I’m gonna break the cycle
I’m gonna shake up the system
I’m gonna destroy my ego
I’m gonna close my body now (not sure what that means)
I think I’ll find another way
There’s so much more to know
I guess I’ll die another day
It’s not my time to go
For every sin, I’ll have to pay
I’ve time to work, I’ve time to play
I think I’ll find another way
It’s not my time to go
For those of you who don’t know my story, read the archives, for the rest of you – could there be a better song? It’s my first competition since breaking my back. I’m so grateful for the rebellious attitude and determination I was blessed with! Thank you God, Thank you God, Thank you God!
Love, gratitude and blessings Susan
Filed under: bodybuilding
April 22, 2007, I competed in the Emerald Cup Bodybuilding championship. It’s been 3 years. Shortly after the Emerald Cup in 2004, I discovered that the cancer I knew I had, was quickly spreading throughout my body. It’s been 3 years of riding the biggest roller coaster of my life. In January of this year, I decided I would continue my treatments, but find something bigger to focus on. Cancer or not, it’s time to live again. I started my pre-contest diet and increased my cardio. February was a rough pre-contest month, but awesome otherwise. I spent the first week in Mexico, sunbathing on the roof every afternoon when my treatments were done. I continued to eat what I needed, both for nourishing my body and competing. Then after an awesome week home with people (and dog) I love, I was off with a friend for the “Ocean of Gratitude” cruise. She paid for everything. Wow!!! What a blessing! I’m sure the food wasn’t organic, but I decided I would eat what I needed and know it would be okay. I had my ozone generator to purify the water, and myself if I needed it (but that’s a different story!) We had workshops every day with spiritual leaders, coaches, and Dr. Emoto who wrote “The Hidden Messages in Water”. I’ve never heard anyone describe the ocean as I saw it. Again, that’s another story, but absolutely amazing how much water is out there. Looking on a globe or map is nothing like being on the open sea, moving for hours, seeing no land, then seeing a bird fly by. So, back to the competition. There was a weight room, a track, and a sauna on board, so I was able to keep up with my goal.
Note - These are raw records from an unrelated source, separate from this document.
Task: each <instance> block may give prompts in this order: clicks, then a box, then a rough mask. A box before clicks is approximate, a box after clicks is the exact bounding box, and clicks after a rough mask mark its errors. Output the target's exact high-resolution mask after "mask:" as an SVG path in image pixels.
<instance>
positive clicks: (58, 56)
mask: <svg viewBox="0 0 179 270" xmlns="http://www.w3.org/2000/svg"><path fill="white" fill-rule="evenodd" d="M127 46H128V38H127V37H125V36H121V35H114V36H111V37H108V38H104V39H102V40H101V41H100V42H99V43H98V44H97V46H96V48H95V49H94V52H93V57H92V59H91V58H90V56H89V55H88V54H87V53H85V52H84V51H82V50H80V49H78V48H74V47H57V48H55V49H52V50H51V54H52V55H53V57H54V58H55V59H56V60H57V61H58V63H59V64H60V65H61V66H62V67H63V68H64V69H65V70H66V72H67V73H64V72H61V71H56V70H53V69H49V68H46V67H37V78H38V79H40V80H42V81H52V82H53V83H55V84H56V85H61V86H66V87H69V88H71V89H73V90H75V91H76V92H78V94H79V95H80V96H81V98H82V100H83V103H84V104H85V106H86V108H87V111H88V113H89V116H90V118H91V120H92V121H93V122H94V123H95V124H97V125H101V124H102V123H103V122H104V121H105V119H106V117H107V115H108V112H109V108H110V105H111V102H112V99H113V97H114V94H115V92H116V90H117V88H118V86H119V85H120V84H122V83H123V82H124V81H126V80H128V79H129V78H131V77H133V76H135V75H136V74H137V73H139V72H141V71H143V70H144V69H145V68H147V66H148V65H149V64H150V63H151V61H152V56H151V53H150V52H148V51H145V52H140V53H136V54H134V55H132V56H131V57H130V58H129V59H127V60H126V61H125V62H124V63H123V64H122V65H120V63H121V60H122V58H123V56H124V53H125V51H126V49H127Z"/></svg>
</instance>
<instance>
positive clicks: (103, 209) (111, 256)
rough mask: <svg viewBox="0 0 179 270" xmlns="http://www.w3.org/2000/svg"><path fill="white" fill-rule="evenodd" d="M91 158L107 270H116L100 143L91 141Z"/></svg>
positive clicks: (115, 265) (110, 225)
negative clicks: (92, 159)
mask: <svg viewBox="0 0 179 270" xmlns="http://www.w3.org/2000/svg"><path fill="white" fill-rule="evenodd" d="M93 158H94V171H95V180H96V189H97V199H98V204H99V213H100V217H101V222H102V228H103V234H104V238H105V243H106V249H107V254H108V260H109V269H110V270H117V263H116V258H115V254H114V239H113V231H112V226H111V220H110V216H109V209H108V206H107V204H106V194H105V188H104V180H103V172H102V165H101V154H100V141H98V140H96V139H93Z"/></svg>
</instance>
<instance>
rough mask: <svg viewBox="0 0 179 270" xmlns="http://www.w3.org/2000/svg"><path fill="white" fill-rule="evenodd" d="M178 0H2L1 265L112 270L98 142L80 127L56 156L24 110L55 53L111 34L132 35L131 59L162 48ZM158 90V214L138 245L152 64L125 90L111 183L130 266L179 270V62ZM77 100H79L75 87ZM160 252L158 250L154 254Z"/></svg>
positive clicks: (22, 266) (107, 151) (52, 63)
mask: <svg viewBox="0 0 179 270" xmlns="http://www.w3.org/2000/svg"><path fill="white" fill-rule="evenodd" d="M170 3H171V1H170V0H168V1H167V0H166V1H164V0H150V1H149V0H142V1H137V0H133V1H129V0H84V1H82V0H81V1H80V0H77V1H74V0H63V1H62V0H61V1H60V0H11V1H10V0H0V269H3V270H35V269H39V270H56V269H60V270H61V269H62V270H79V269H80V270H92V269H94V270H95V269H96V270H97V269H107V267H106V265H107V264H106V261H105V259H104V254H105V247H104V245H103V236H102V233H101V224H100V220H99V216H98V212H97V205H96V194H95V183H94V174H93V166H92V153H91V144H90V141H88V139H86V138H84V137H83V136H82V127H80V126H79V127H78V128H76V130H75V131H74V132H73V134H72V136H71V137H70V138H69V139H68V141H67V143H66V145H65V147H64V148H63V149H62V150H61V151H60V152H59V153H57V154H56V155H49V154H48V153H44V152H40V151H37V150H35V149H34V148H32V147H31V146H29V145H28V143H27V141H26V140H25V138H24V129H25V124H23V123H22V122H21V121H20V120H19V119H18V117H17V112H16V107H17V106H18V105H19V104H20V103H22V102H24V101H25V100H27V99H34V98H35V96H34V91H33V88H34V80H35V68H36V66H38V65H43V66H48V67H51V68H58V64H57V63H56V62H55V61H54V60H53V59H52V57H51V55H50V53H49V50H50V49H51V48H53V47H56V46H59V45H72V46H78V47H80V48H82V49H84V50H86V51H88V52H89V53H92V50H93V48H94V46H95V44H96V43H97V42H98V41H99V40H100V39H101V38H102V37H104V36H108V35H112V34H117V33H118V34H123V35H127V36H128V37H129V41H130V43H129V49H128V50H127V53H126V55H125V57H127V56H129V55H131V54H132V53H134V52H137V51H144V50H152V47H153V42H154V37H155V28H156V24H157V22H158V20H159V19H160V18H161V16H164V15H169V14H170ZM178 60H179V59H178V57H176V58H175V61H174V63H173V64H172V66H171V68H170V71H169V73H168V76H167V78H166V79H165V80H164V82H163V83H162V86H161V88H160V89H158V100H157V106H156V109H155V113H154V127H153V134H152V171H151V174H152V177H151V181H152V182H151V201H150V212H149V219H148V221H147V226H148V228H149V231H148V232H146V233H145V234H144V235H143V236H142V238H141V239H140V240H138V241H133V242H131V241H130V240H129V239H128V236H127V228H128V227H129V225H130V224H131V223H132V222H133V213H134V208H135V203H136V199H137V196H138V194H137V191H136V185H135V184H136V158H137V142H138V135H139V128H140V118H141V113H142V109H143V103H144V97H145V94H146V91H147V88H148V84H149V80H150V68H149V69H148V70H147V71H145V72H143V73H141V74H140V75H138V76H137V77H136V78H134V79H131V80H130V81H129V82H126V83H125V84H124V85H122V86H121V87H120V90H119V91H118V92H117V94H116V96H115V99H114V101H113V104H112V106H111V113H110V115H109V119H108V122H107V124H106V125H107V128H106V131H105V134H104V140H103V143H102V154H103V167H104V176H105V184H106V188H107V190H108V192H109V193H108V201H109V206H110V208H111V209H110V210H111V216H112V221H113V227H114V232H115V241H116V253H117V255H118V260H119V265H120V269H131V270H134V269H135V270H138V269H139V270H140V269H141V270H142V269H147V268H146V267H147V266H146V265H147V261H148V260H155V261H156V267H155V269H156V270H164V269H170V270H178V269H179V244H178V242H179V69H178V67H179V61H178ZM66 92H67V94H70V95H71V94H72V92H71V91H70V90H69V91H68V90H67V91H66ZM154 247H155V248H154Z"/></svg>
There are lots of ways to get ready for a competition, and when you find something that works, you usually stick with it. This time would be different. I didn’t do cardio with the intensity I’ve used in the past, I’ve used “fat burners” that now would interfere with the treatments I’m doing to be healthy, and diuretics were out of the question. You never know who else is going to show up, or what they are willing to do to prepare. My main focus was – getting on stage again, looking great and feeling great too. I was probably the healthiest person in the auditorium, even with a hole in my leg. Regardless of thinking I would be okay with whatever the outcome, I was bummed out not making the top 5. I know now, with all of my being, that the accomplishments I’ve made are worlds above the satisfaction of another trophy. Would I have figured that out if I had come home with a trophy? I hope you find the blessings in your “disappointments”.